Hex’s face reddened. He wiggled and struggled against Gunnar’s weight. The knife dug deeper into the wound on his chest. He thrashed ineffectually with his hands against the older boy. He bled, and he cried.
“Yeah, hurts, don’t it?” said Gunnar. “Oh, your eyes are watering. Lemme wipe your tears, little boy.” He backhanded Hex, and the boy’s eyes watered more. Gunnar brought the point of the blade back under his captive’s chin. “Now. You took sumthin’ belongs to the guv. Where is it?”
Gunnar frowned when Hex smiled in response. His teeth shone through the blood in his mouth. “Ain’t his. Don’t belong to nobody. Was in the dregs,” he said, trying and failing to spit a mouthful of blood at Gunnar.
“It’s the guv’s if he says it is! Now where is it!?” Gunnar pressed the knife into the soft spot under the boy’s chin. A bead of blood formed at the blade’s point.
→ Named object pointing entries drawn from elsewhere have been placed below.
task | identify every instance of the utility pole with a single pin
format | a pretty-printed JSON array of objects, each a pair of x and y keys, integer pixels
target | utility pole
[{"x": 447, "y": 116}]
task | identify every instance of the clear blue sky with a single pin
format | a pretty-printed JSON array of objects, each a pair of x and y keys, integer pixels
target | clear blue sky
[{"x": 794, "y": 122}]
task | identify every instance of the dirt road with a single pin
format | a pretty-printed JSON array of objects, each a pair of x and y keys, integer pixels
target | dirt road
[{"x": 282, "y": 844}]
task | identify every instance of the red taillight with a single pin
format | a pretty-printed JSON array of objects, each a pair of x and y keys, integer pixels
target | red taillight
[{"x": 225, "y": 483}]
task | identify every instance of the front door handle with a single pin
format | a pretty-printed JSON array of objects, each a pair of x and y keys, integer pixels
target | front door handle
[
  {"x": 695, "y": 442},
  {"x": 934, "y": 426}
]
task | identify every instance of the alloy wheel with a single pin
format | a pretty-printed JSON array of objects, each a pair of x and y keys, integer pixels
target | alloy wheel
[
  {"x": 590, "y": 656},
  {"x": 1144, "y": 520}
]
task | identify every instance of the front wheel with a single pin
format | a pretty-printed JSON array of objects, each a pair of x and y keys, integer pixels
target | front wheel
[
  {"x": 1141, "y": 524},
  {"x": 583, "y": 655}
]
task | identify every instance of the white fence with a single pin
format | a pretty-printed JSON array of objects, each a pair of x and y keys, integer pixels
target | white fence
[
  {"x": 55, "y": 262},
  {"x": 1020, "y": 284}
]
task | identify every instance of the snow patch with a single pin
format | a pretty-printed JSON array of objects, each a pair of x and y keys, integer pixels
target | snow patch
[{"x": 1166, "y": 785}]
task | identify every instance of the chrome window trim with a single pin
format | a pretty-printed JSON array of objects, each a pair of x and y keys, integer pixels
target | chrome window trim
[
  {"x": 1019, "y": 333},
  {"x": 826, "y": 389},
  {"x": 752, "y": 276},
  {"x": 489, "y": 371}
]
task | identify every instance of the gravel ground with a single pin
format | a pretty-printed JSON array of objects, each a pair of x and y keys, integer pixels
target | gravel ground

Hex craned his neck to get away from the pinprick of pain, but Gunnar only pressed harder. All of the fight went out of the little boy.
“Okay,” Hex grimaced. “Okay. It’s over there. Underneath.” He nodded in the direction of a broken wooden crate up against the neighborhood fence. He felt the knife in Gunnar’s hand relax a bit and all the crew boys looked at the crate. Hex saw the shard of glass was in the dirt right next to him. He slowly moved his hand toward it while Gunnar was distracted.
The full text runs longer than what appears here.